Some brushless motors that eliminate a brush and commutator segment from a DC (direct current) motor and have an electronic rectification mechanism have a rotor with a bipolar permanent magnet and U-phase, V-phase and W-phase windings for generating a magnetic field around the rotor to rotate the rotor.
Furthermore, in some brushless motors, there is a sensorless brushless motor that is not provided with a magnetic pole sensor for detecting the position of a magnetic pole of a rotor.
The sensorless brushless motor applies a motor drive current to two of three motor windings to rotate the rotor. Consequently, induced electromotive force is generated in one remaining winding as a result of the rotation of the motor. Then, the position of a magnetic pole of the rotor is detected based on the value of the generated induced electromotive force, and switching control is carried out on currents (drive voltage vectors) of the motor windings based on the position of the magnetic pole.

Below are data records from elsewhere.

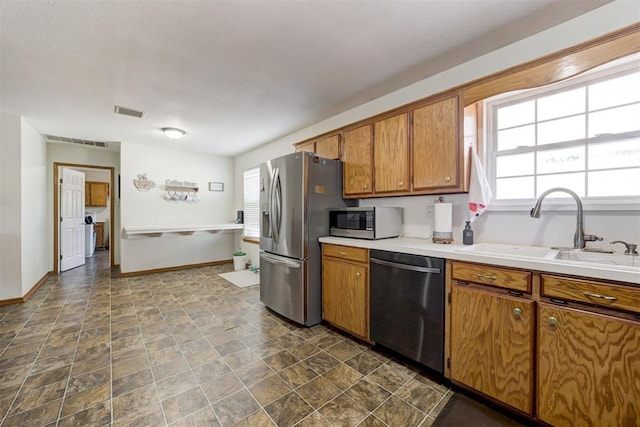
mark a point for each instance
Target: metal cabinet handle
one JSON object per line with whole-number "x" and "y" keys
{"x": 604, "y": 297}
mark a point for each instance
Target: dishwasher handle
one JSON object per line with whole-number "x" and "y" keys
{"x": 405, "y": 266}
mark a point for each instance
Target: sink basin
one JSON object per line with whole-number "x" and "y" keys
{"x": 600, "y": 258}
{"x": 510, "y": 250}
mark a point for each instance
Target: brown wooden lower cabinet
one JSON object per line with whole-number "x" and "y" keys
{"x": 492, "y": 344}
{"x": 345, "y": 289}
{"x": 588, "y": 368}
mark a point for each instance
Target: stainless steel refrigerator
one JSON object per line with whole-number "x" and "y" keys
{"x": 296, "y": 193}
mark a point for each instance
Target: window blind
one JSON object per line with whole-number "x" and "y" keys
{"x": 252, "y": 203}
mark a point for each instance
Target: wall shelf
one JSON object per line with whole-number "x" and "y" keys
{"x": 185, "y": 230}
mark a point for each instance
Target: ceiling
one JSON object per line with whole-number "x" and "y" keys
{"x": 235, "y": 74}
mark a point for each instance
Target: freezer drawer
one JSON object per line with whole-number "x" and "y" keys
{"x": 283, "y": 286}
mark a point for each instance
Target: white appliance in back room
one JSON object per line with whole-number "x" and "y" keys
{"x": 89, "y": 234}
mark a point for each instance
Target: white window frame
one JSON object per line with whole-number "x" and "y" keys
{"x": 616, "y": 203}
{"x": 251, "y": 204}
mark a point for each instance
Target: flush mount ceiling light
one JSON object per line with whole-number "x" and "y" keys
{"x": 173, "y": 133}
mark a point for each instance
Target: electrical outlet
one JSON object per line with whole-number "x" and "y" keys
{"x": 429, "y": 211}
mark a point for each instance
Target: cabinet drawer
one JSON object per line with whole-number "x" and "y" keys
{"x": 346, "y": 252}
{"x": 494, "y": 276}
{"x": 591, "y": 292}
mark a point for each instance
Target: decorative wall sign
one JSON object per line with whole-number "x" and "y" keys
{"x": 216, "y": 186}
{"x": 184, "y": 191}
{"x": 143, "y": 183}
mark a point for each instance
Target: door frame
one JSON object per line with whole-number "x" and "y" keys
{"x": 56, "y": 209}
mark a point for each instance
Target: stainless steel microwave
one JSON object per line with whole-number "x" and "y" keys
{"x": 366, "y": 222}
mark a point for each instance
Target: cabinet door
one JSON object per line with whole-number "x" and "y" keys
{"x": 345, "y": 296}
{"x": 357, "y": 161}
{"x": 307, "y": 146}
{"x": 391, "y": 155}
{"x": 329, "y": 148}
{"x": 99, "y": 193}
{"x": 588, "y": 368}
{"x": 492, "y": 344}
{"x": 436, "y": 145}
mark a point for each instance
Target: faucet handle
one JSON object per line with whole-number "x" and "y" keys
{"x": 631, "y": 247}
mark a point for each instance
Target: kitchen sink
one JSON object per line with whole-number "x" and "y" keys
{"x": 510, "y": 250}
{"x": 599, "y": 258}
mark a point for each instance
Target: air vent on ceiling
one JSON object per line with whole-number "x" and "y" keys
{"x": 128, "y": 111}
{"x": 99, "y": 144}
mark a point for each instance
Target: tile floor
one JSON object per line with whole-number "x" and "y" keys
{"x": 189, "y": 348}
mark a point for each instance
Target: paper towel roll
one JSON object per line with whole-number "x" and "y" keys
{"x": 442, "y": 213}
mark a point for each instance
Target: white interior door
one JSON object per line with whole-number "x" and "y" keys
{"x": 71, "y": 219}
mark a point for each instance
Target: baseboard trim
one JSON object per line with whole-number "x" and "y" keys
{"x": 176, "y": 268}
{"x": 28, "y": 294}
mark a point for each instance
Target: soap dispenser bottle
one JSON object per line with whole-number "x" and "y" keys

There is a PLL (Phase Locked Loop) control method as one of the control methods for stabilizing the rotational speed of such a brushless motor.
The PLL control method is a method of matching the phase of a frequency corresponding to the reference rotational speed with the phase of a frequency to be compared.
The PLL control method providing a high degree of stability in the rotational speed is often used in a motor that requires highly precise speed control, such as, for example, a motor incorporated in a turbo-molecular pump or other vacuum pump or in a spindle.
The speed control performed on a motor by the PLL control method requires at least approximately 20 Hz (hertz) of input signal frequency for comparison.
In other words, for example, in a control circuit where 1 pulse of input signal is generated per rotation of a rotor, a PLL circuit cannot be locked (operated) if the rotor does not rotate approximately 20 times per second.
Therefore, energization control is performed on the winding of the motor by an open-loop until the rotational speed of the rotor increases to a certain rotational speed by which the PLL circuit can be locked. Specifically, when starting up the motor, switching control of the drive voltage vector to the motor is executed without feedback control.
For example, the drive voltage vector is first switched at a low frequency (low speed) close to a DC (direct current), and the rotor is caused to follow the switching speed as it is gradually increased. In this manner, the rotational speed of the rotor is increased to the rotational speed by which the PLL circuit can be locked.
As described above, the time period (start-up time period) during which the rotational speed of the rotor is increased to the rotational speed for locking the PLL circuit is subjected to drive control by an open-loop. Therefore, when the speed of switching the drive voltage vector increases too fast or the load on the rotor changes rapidly, the rotor cannot follow the magnetic field formed by the winding of the motor and loses its synchronism, failing in starting up.
Furthermore, in the case where the rotor needs to be restarted due to a blackout or the like during the start-up time period, the position of a magnetic pole cannot be detected in a sensorless brushless motor. Thus, the rotor has to be restarted after braking and stopping the rotor once with a direct current.
Technology for achieving stability in control of the start-up time period of the motor and thereby reducing the start-up time period of the motor has conventionally been proposed by Japanese Patent Application Laid-open No. 2002-176793.
Japanese Patent Application Laid-open No. 2002-176793 discloses a technology for detecting the position of a magnetic pole of a rotor based on induced electromotive force generated in the U-phase winding of the motor, which is not energized, and starting up the motor by repeatedly performing the energization from the V phase to the W phase and the energization from the W phase to the V phase sequentially in response to the detected magnetic pole position. Hereafter this start-up method is taken as a first start-up method.
Japanese Patent Application Laid-open No. 2002-176793 also discloses a technology for detecting the position of the magnetic pole of the rotor based on the potential difference between the U phase and the V phase, and starting up the motor by repeatedly performing the energization from the V phase to the W phase and the energization from the W phase to the U phase sequentially in response to the detected magnetic pole position. Hereafter this start-up method is taken as a second start-up method.